The complication rates across both groups were remarkably low, with no clinically significant complications reported in our study. These findings are consistent with the literature, where both the catheter and single-shot nerve block techniques are generally considered safe when performed under sterile conditions and guided by experienced anesthesiologists. Hasegawa et al. (2022) showed that the overall side-effect profile is favorable compared to other forms of PNB and epidural analgesia. ³⁷

This study has several limitations. Its retrospective design limits causal inference and introduces potential selection bias. Although a multivariable regression analysis was performed in order to adjust for key confounders, unmeasured factors which included baseline functional status, pain tolerance, and rehabilitation adherence, there may still have influenced both analgesic selection and outcomes. No formal correction for multiple comparisons was performed, which imposed further limitation. The single-center setting and convenience sampling further restrict generalizability. In addition, the very low VAS observed in the catheter group may be clinically unexpected and should be interpreted cautiously.

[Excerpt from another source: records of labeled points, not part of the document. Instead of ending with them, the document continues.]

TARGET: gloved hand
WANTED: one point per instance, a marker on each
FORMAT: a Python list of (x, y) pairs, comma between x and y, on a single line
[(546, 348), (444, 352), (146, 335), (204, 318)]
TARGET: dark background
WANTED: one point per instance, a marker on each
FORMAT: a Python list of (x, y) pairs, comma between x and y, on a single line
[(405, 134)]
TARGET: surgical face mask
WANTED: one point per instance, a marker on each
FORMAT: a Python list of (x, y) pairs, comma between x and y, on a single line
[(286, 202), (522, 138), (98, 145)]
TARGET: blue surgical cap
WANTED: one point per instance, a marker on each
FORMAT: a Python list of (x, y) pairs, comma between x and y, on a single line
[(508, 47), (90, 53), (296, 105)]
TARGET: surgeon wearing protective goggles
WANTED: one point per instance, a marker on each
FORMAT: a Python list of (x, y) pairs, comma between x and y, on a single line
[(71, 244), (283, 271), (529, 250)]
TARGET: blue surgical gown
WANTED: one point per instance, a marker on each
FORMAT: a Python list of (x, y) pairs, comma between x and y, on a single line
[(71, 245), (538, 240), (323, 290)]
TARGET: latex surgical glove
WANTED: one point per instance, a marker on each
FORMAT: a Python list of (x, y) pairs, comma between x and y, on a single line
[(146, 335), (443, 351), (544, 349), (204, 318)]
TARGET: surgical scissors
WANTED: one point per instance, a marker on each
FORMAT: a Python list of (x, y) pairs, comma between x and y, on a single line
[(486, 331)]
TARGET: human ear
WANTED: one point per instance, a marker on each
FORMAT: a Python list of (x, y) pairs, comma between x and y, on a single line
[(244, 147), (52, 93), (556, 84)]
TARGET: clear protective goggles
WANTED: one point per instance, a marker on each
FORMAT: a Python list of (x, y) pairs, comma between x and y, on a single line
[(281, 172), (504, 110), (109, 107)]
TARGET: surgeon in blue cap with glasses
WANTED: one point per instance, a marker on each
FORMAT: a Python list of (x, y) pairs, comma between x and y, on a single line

There is a clinical value in tailoring postoperative pain management to the patient’s characteristics and surgical factors. The catheter group showed lower mean VAS score and better early functional outcomes, making them preferable. Future research should focus on multicenter randomized controlled trials to validate these outcomes and assess the long-term functional recovery, quality of life, and cost-effectiveness of each modality within enhanced recovery protocols.

Conclusion

This study shows that both catheter-based and single-shot nerve block techniques have provided effective postoperative pain control after TKA. The use of catheter was associated with lower mean VAS score, lower narcotic consumptions, and improved early range of motion at discharge. However, these findings should be interpreted cautiously given baseline group differences and the retrospective design. Well-designed prospective randomized studies with the long-term functional outcomes and quality-of-life measures are required in order to confirm whether these associations represent a true treatment effect and to guide optimal analgesic selection in contemporary enhanced recovery pathways.